誰も読んでいないところに文章を垂れ流すということは実に気分の良いことだ。これは一見おかしなことかもしれない。普通は文章を書いたのならば読んでもらわねば無意味ではないか、ということになるだろう。だが、もし文章が読んでもらわねば意味のないものであるとするならば、日記とは一体なんだろうか。引き出しの中の日記帳は誰かに読んでもらうことを想定したものではないだろうと思う。
私の場合は日記帳をその日考えたことをまとめたり、出来事を記録したりするために使っている。書いている間に思考が整理されることも多いし、後からそのメモを参考に文章を書き直すこともある。しかしこれでは有用だからやっている、と言うことにしかならない。果たしてそうだろうか。何よりも、その日考えたことを「書きたい」という衝動があってこそのことではないか。書くことによって何かしらの解放感を得るのだ。これが冒頭の「実に気分の良いことだ」というものなのだろう。自分の考えが形を持つことが嬉しいのかもしれない。何かを作ったぞと言う達成感もあるだろう。
しかしチラシの裏でも何でも良いが、形を持てばそれだけで良いのだろうか。わざわざ書き留めるのは、後にそれを利用するからだろう。ならば、最終的にはやはり文章は他の作品同様、日の目を見なければあまり意味がないということになる。

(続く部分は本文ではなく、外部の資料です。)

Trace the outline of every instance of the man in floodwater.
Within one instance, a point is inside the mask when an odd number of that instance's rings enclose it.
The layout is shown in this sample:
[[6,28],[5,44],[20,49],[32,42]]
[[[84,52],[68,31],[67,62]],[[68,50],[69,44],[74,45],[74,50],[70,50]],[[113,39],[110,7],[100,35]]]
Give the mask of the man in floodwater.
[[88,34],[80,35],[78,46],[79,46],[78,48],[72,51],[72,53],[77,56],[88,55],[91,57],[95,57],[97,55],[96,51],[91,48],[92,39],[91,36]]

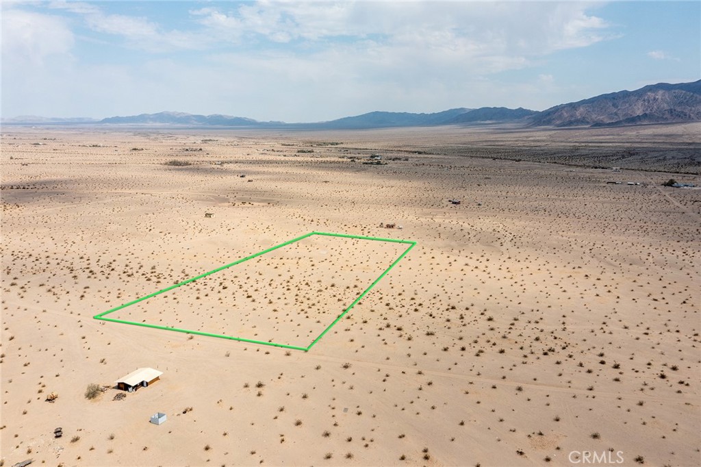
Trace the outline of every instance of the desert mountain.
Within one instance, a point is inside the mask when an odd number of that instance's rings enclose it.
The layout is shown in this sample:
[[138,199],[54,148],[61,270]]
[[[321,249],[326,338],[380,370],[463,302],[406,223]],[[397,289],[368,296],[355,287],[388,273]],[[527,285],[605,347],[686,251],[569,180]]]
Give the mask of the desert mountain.
[[217,125],[223,126],[254,126],[261,122],[245,117],[214,114],[196,115],[184,112],[163,111],[158,114],[141,114],[132,116],[114,116],[103,119],[100,123],[128,123],[134,125]]
[[576,102],[557,105],[543,111],[521,107],[458,107],[431,114],[374,111],[310,123],[262,122],[252,119],[219,114],[196,115],[175,111],[112,116],[99,121],[90,119],[52,119],[40,116],[2,119],[3,123],[11,125],[104,123],[338,130],[503,122],[532,126],[573,127],[690,121],[701,121],[701,80],[677,84],[660,83],[633,91],[622,90],[602,94]]
[[701,121],[701,80],[660,83],[557,105],[533,116],[534,126],[614,126]]

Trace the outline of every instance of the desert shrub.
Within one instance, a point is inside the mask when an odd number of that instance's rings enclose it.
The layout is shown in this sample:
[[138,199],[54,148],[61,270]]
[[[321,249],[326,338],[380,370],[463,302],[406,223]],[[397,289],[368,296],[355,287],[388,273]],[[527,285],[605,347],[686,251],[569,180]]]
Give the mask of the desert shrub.
[[100,385],[90,383],[86,388],[86,399],[95,399],[100,395]]
[[172,161],[168,161],[168,162],[163,163],[164,165],[172,165],[173,167],[184,167],[185,165],[191,165],[192,164],[187,161],[177,161],[173,159]]

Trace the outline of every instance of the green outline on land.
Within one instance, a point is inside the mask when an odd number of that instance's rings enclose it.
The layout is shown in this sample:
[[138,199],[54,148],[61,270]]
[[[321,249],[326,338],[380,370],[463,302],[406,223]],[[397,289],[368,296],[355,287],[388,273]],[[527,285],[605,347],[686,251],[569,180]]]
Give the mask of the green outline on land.
[[[393,263],[391,264],[390,264],[389,267],[387,268],[386,269],[385,269],[385,271],[381,274],[380,274],[380,276],[376,279],[375,279],[372,282],[372,284],[370,284],[369,287],[368,287],[367,289],[365,289],[362,294],[360,294],[360,295],[358,295],[358,298],[356,298],[353,301],[353,302],[352,304],[350,304],[350,305],[348,308],[346,308],[345,310],[343,310],[343,311],[340,315],[339,315],[336,318],[336,319],[334,319],[334,321],[326,327],[326,329],[325,329],[323,331],[322,331],[321,334],[320,334],[318,336],[317,336],[317,337],[313,341],[312,341],[311,344],[310,344],[306,347],[301,347],[301,346],[292,346],[292,345],[289,345],[289,344],[278,344],[276,342],[265,342],[264,341],[257,341],[257,340],[254,340],[254,339],[246,339],[245,337],[235,337],[233,336],[227,336],[227,335],[221,334],[212,334],[211,332],[202,332],[202,331],[194,331],[194,330],[187,330],[187,329],[180,329],[179,327],[169,327],[169,326],[161,326],[161,325],[159,325],[149,324],[147,323],[135,323],[134,321],[127,321],[127,320],[118,320],[118,319],[114,319],[114,318],[104,318],[104,316],[106,316],[107,315],[109,315],[111,313],[114,313],[114,311],[117,311],[121,310],[121,309],[122,309],[123,308],[126,308],[127,306],[130,306],[133,305],[135,304],[139,303],[139,302],[143,302],[144,300],[146,300],[147,299],[151,298],[152,297],[156,297],[156,295],[161,295],[162,293],[168,292],[168,290],[172,290],[173,289],[177,288],[177,287],[180,287],[181,285],[184,285],[185,284],[189,284],[191,282],[193,282],[195,280],[197,280],[198,279],[201,279],[203,277],[207,277],[207,276],[210,276],[210,274],[214,274],[216,272],[219,272],[219,271],[222,271],[223,269],[226,269],[227,268],[230,268],[232,266],[236,266],[236,264],[239,264],[243,263],[243,262],[244,262],[245,261],[248,261],[249,259],[252,259],[253,258],[256,258],[256,257],[257,257],[259,256],[261,256],[261,255],[265,255],[266,253],[268,253],[268,252],[271,252],[271,251],[273,251],[274,250],[277,250],[278,248],[283,248],[284,246],[286,246],[287,245],[290,245],[291,243],[294,243],[298,242],[298,241],[299,241],[301,240],[304,240],[304,238],[306,238],[307,237],[311,237],[313,235],[322,235],[322,236],[329,236],[329,237],[343,237],[343,238],[358,238],[359,240],[374,240],[374,241],[376,241],[393,242],[393,243],[407,243],[407,244],[409,245],[409,248],[407,248],[404,251],[404,252],[402,252],[401,255],[400,255],[399,257],[397,257],[396,259],[395,259],[394,262],[393,262]],[[306,235],[303,235],[301,237],[297,237],[297,238],[293,238],[292,240],[286,241],[284,243],[280,243],[280,245],[275,245],[274,247],[271,247],[271,248],[268,248],[267,250],[263,250],[263,251],[261,251],[261,252],[260,252],[259,253],[256,253],[255,255],[251,255],[250,256],[247,256],[246,257],[243,258],[241,259],[238,259],[238,261],[235,261],[233,263],[230,263],[229,264],[226,264],[225,266],[222,266],[221,267],[218,267],[216,269],[212,269],[212,271],[210,271],[209,272],[206,272],[206,273],[205,273],[203,274],[200,274],[199,276],[195,276],[193,278],[187,279],[186,280],[183,280],[181,283],[179,283],[175,284],[174,285],[171,285],[170,287],[166,287],[166,288],[165,288],[165,289],[163,289],[162,290],[158,290],[158,292],[154,292],[154,293],[149,294],[148,295],[146,295],[145,297],[142,297],[141,298],[133,300],[132,302],[130,302],[128,303],[125,303],[123,305],[120,305],[119,306],[117,306],[116,308],[113,308],[111,309],[107,310],[107,311],[104,311],[104,312],[102,312],[102,313],[101,313],[100,314],[95,315],[93,318],[95,318],[95,319],[96,319],[96,320],[102,320],[103,321],[110,321],[111,323],[121,323],[122,324],[133,325],[135,326],[142,326],[144,327],[153,327],[154,329],[162,329],[162,330],[166,330],[166,331],[176,331],[177,332],[184,332],[186,334],[198,334],[198,335],[200,335],[200,336],[207,336],[209,337],[219,337],[219,339],[229,339],[234,340],[234,341],[240,341],[242,342],[250,342],[252,344],[260,344],[261,345],[264,345],[264,346],[273,346],[274,347],[285,347],[285,348],[293,348],[294,350],[301,350],[301,351],[304,351],[305,352],[307,352],[307,351],[309,351],[309,349],[311,349],[313,346],[314,346],[314,345],[316,344],[316,343],[318,342],[321,339],[321,338],[323,337],[324,335],[327,332],[328,332],[331,330],[331,328],[333,327],[336,325],[336,323],[337,323],[339,321],[340,321],[343,318],[343,316],[345,316],[346,314],[348,314],[348,311],[350,311],[350,309],[353,309],[353,307],[355,306],[355,304],[358,302],[360,302],[360,300],[362,300],[362,297],[364,297],[365,295],[367,295],[367,292],[369,292],[372,289],[372,287],[374,287],[375,285],[376,285],[377,283],[379,283],[380,280],[381,280],[382,278],[383,278],[387,274],[387,273],[388,273],[390,271],[390,270],[392,269],[392,268],[393,268],[395,266],[396,266],[397,264],[399,263],[399,262],[401,261],[402,259],[402,258],[404,258],[404,257],[405,257],[407,255],[407,253],[408,253],[409,252],[409,250],[411,250],[411,248],[413,248],[416,245],[416,242],[412,241],[411,240],[397,240],[397,239],[395,239],[395,238],[380,238],[380,237],[367,237],[367,236],[360,236],[360,235],[347,235],[347,234],[327,234],[326,232],[309,232],[308,234],[307,234]]]

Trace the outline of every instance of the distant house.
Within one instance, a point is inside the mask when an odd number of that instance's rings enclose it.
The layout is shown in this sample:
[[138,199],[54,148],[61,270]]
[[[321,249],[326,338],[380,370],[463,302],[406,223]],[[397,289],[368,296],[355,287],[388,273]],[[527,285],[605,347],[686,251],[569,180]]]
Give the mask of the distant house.
[[145,388],[157,381],[163,374],[163,372],[153,368],[139,368],[114,382],[117,384],[118,389],[132,393],[139,387]]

但し、その時公開されるのは日記自体ではない。公開するつもりのない日記とは何らかの準備資料ということになるだろう。準備資料を作ったに過ぎないのにも拘らず達成感と言うのも奇妙なものだが、未だ作品にはならずとも一応の形を持ったことは、やはり喜ばしいことである。

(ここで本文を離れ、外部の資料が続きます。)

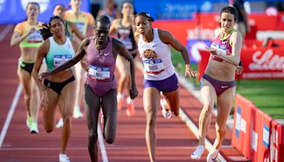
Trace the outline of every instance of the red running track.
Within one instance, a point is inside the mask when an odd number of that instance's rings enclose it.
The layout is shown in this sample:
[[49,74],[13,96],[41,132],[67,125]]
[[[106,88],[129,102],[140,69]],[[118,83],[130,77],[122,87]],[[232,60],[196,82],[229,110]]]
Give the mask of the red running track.
[[[0,27],[0,33],[4,30]],[[14,98],[18,80],[16,75],[19,48],[9,46],[12,31],[0,41],[0,130],[6,121]],[[116,137],[114,144],[104,142],[109,161],[149,161],[145,142],[146,116],[143,109],[143,75],[136,70],[136,85],[139,95],[135,99],[136,114],[128,117],[125,104],[118,113]],[[180,86],[181,107],[193,119],[198,119],[202,104]],[[23,92],[15,107],[6,136],[0,145],[0,161],[58,161],[60,129],[55,128],[48,134],[42,126],[42,112],[38,119],[38,134],[31,134],[26,126],[26,109]],[[189,157],[197,145],[197,139],[179,117],[165,119],[159,109],[156,124],[157,161],[195,161]],[[189,113],[190,112],[190,113]],[[59,118],[59,114],[57,114]],[[196,121],[196,120],[195,120]],[[90,161],[87,151],[87,128],[84,118],[72,120],[72,130],[67,153],[71,161]],[[0,139],[1,141],[1,139]],[[0,143],[1,144],[1,143]],[[103,161],[99,151],[99,161]],[[200,161],[205,161],[204,151]]]

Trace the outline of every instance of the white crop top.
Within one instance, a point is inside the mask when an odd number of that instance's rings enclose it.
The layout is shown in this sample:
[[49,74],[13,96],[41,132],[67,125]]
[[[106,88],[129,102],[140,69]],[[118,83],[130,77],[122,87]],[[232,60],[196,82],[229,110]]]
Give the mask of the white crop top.
[[175,73],[170,54],[170,45],[163,43],[158,28],[153,28],[154,38],[146,43],[139,36],[138,48],[144,65],[144,79],[148,80],[165,80]]

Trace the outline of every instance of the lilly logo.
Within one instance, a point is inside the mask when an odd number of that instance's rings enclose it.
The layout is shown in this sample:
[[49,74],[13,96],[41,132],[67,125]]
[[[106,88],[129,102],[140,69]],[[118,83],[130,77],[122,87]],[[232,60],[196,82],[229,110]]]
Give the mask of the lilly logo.
[[[0,0],[1,1],[1,0]],[[26,11],[26,6],[28,2],[35,1],[34,0],[21,0],[21,4],[23,10]],[[50,4],[50,0],[37,0],[37,3],[40,4],[40,13],[44,13],[48,7],[48,5]]]

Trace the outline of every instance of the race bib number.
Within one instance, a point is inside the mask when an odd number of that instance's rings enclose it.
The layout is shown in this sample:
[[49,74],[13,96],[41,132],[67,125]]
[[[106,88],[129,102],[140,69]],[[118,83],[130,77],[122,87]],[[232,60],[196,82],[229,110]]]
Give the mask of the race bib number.
[[101,68],[91,65],[89,69],[89,75],[97,80],[106,80],[111,78],[109,68]]
[[72,58],[72,55],[55,55],[53,57],[53,66],[54,68],[66,63]]
[[159,72],[163,69],[162,59],[143,60],[143,63],[146,72]]
[[28,36],[28,43],[41,43],[43,42],[43,38],[40,35],[40,31],[36,31],[33,33],[31,33]]
[[81,33],[83,33],[84,23],[83,22],[78,22],[78,23],[75,23],[75,24],[76,24],[77,28],[79,29],[80,32]]
[[124,43],[125,47],[126,48],[127,50],[131,50],[132,49],[132,42],[131,40],[130,39],[121,39],[121,41]]
[[211,44],[210,47],[212,48],[219,48],[219,49],[222,49],[222,50],[226,50],[226,48],[225,45],[219,45],[219,44],[217,44],[217,43],[216,43],[214,42],[213,42]]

翻って公開される日記は机の中に仕舞い込まれた日記帳とは異なり、読まれなくては意味のない「作品」と呼ぶべきものなのだろうと思う。作品であるならば、読み手にとって意味のあるものでなくてはならない。作品を読んだことにより如何なるかたちであろうとも心が動かされれば意味があるものだろうし、そうでないならばダメな作品と言うことになる。
さてそれはともかく、当サイトに於ける日記の意味を、これまでの議論を前提として考えてみたい。私が全く更新をしない所為で、現在このサイトを見る人は1日1人だ。これは平均値であり、0行進が続くこともある。しかし一応は公開されているわけだから、私はメモを書く気分で書いているというわけでもない。まぁ誰かが読んでくれればいいなぁと思いつつ、あまり読む人もいないからそこまで肩肘を張らなくても良いかと気楽にやっている、公開と非公開の中間の様な形になっているのだろう。どうでもいいが、中韓って変換する私のIMEは何とかならないのか。
そして、かつて更新していた頃にも人が来なかったあたり、私の書く文章は極めて凡庸なもの、つまり、ダメな作品なのである。これは、泣けるな。本気で書かなくて本当に良かった―と、言いたいのは山々なのだが、実はやらかしてしまったのである。そう、この間の文学フリマに仲間と共に同人誌を出してしまったのです。売り上げは実に23部。無名サークルとしてはこんなものだろうかと思う。
そういうわけで、冬コミにも出しますので同人誌「フィロソフィア」をよろしくお願いします。タイトルが示す文章の趣旨は何処へ行ったのだろうか。なるほどダメな作品であり続けるわけだ。